У Ешуа отлегло от сердца. По голосу он узнал бродягу, повздорившего в корчме с Семеном недели две назад.
— Убить можно каждого, — миролюбиво процедил Ешуа, чувствуя, как все вокруг снова обретает свою первоначальность и имя: и лес, и Вороний проселок, и безмятежные головы лошадей.
— Убить можно каждого, — даже весело повторил он, дыша легко и молодо.
— А я не каждый, — сказал человек в ермолке, продолжая идти рядом с фурой.
— Каждый из нас каждый, — буркнул Ешуа, косясь на чужака. Он не понимал, откуда в такой поздний небезопасный час взялся на Вороньем проселке этот странный еврей, шатающийся по лесу, как беглый каторжник.
— Довезете до Рахмиэлова овина? — спросил человек в ермолке и погладил на ходу лошадь.
— Спрашивать надо не у лошадей, а у хозяина, — с притворной обидой промолвил Ешуа.
— Когда хозяина запрягут, тогда и спрошу, — ответил бродяга и рассмеялся.
— Ты мне нравишься, — пробормотал корчмарь. — Забирайся в фуру.
Сумерки еще больше сгустились. Где-то вспыхнул первый огонек, робкий, почти нереальный. Он мигал, как больной глаз, и его мигание будоражило и глумилось над темнотой, обволакивающей фуру.
Человек в ермолке забрался в телегу, примостился позади корчмаря и уставился на его широкую спину, серую, как Вороний проселок, только не обсаженный деревьями.
Ешуа чувствовал его взгляд, почесывал спину и молчал, пришибленный негаданным соседством.
— Говорят, какой-то еврей в губернатора стрелял, — заговорщически прошептал Ешуа и сам удивился своему голосу. — Розыск вроде бы объявлен.
Чужак молчал.
— Губернаторов мне не жалко, но зачем нам в них стрелять? — пересыпая свое удовлетворение корицей осторожности, продолжал корчмарь. — Патроны счастья нам не принесут.
— Червонцы тоже, — вставил человек в ермолке и снова нырнул в молчание.

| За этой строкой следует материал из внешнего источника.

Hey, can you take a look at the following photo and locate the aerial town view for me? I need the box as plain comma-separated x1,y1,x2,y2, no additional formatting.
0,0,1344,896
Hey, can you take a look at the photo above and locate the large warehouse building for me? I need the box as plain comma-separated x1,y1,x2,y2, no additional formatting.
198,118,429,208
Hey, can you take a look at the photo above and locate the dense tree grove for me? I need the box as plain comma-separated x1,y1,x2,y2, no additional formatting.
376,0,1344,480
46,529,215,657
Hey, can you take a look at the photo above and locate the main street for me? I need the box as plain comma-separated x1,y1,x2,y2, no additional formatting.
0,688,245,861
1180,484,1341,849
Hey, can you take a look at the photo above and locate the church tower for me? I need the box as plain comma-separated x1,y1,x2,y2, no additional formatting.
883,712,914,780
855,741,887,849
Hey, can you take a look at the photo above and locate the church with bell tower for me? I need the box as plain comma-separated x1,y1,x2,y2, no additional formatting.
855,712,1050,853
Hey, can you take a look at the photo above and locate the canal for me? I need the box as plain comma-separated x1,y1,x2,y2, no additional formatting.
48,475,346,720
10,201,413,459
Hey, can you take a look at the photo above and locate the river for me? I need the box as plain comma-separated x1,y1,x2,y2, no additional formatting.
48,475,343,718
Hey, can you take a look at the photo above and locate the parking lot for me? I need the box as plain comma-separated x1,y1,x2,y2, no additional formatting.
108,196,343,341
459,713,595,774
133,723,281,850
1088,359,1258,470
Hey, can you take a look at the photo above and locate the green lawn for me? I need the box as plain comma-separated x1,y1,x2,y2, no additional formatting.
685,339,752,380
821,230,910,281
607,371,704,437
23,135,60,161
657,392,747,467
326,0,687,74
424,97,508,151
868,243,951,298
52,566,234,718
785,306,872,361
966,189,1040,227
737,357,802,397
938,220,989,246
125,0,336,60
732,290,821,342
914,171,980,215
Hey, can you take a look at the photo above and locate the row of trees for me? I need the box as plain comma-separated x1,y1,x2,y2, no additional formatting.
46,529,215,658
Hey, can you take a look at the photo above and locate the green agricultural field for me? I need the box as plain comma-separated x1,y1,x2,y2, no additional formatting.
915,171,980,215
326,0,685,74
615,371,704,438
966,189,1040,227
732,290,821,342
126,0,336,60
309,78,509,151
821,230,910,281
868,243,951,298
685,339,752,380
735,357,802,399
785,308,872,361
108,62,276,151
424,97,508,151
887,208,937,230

— Лучше уж червонцами, чем патронами, — зачастил Ешуа, обрадованный ответом. — Червонцами не то что в губернатора — в самого государя императора попадешь. От такого попадания и нам, и властям польза.
— Разве откупишься от ненависти?
— Хоть бы от погромов откупиться… от смерти. Пусть ненавидят, презирают, только дадут жить.
— А зачем жить, когда вокруг ненависть и презренье?
— Зачем? Чтобы до лучших времен дожить.
— Времена не меняются… Во всяком случае для евреев. А ты что, все время чешешься?
— Блохи, — соврал Ешуа.
— А не страх ли тебя кусает? — просто спросил человек в ермолке.
— Страх? А кого, скажи на милость, мне бояться? Тебя?
— Хотя бы, — просто сказал бродяга.
— А чего тебя бояться? Ведь ты такой же еврей, как я…
Ешуа перестал чесать спину и замолк. С обеих сторон Вороньего проселка к фуре подступал лес. Деревья походили на толпу чернобородых вдовцов. Они не двигались, и от их неподвижной густой черноты веяло вечным покоем, небытием и не то благословением, не то проклятьем. И этот странный еврей, примостившийся у Ешуа за спиной, тоже напоминал дерево — черное и поминальное. Пока мы живы, все мы поминальные деревья, вспомнил Ешуа изречение рабби Ури. Все. К кому раньше, к кому позже приходит великий лесоруб, и конец. От него ни ружьем, ни молитвой, ни червонцами не спасешься.
— Почему у тебя такая странная ермолка? — спросил корчмарь и первый раз обернулся.